Em 2026, após a realização das ações de educação permanente em saúde, observou-se aumento expressivo no número de registros. Apenas nos quatro primeiros meses do ano foram registrados 1.543 exames (janeiro: 158; fevereiro: 190; março: 514; abril: 681), representando incremento aproximado de 359% em relação ao total de registros de todo o ano de 2025, mesmo considerando período parcial de análise.
Destaca-se tendência progressiva de crescimento ao longo dos meses de 2026, indicando não apenas ampliação da realização do procedimento, mas também sua incorporação à rotina das equipes da APS.

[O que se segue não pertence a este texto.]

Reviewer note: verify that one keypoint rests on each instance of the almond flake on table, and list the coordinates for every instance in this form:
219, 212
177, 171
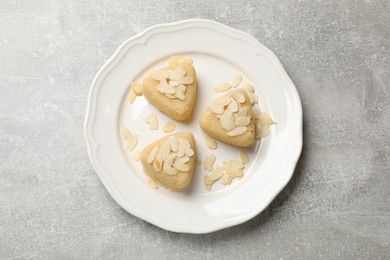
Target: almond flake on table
211, 143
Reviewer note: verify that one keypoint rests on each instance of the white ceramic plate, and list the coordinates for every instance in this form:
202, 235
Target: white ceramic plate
218, 52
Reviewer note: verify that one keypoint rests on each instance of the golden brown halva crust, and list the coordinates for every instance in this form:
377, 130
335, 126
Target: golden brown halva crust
175, 108
174, 182
210, 123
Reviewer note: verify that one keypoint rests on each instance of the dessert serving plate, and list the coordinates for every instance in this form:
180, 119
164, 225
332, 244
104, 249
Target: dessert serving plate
218, 52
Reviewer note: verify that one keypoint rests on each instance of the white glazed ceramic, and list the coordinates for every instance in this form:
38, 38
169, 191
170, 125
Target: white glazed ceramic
218, 53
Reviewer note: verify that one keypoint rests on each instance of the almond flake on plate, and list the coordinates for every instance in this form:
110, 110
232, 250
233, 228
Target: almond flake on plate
225, 179
131, 143
152, 183
222, 87
169, 127
152, 155
247, 87
244, 157
137, 88
236, 80
208, 162
132, 96
238, 97
125, 132
136, 156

No mês de abril de 2026, período em que foi observado o maior número de registros, foi desenvolvida nas Unidades Básicas de Saúde do município a ação denominada “Lava-Pés Betim”, com foco na educação popular em saúde, avaliação dos pés da pessoa com diabetes e identificação precoce de alterações, com instituição de medidas preventivas e terapêuticas oportunas.
A iniciativa promoveu mobilização das equipes e dos usuários, ampliando o acesso à avaliação dos pés e fortalecendo práticas de autocuidado apoiado. A articulação entre as ações de educação permanente em saúde e a estratégia de mobilização comunitária demonstrou-se potente para qualificação do cuidado e ampliação das práticas preventivas na APS, podendo estar associada ao aumento expressivo dos registros observado no período.
Para o fortalecimento da prática a gestão da APS planeja enviar relatórios mensais que demonstrarão para as equipes o quantitativo de avaliações que foram realizadas e os usuários que ainda não tiveram a avaliação dos pés realizadas para que as equipes possam ofertar a avaliação em tempo oportuno.
Como recomendações para implementação de experiências semelhantes, destaca-se a importância da utilização dos dados epidemiológicos e dos sistemas de informação para identificação das necessidades do território e planejamento das ações. Também é fundamental o envolvimento da gestão e das equipes da APS desde o início do processo, favorecendo maior adesão às estratégias propostas. As ações de educação permanente em saúde devem estar alinhadas à realidade dos serviços e priorizar metodologias ativas, com atividades práticas que fortaleçam a segurança dos profissionais para realização da avaliação dos pés da pessoa com diabetes.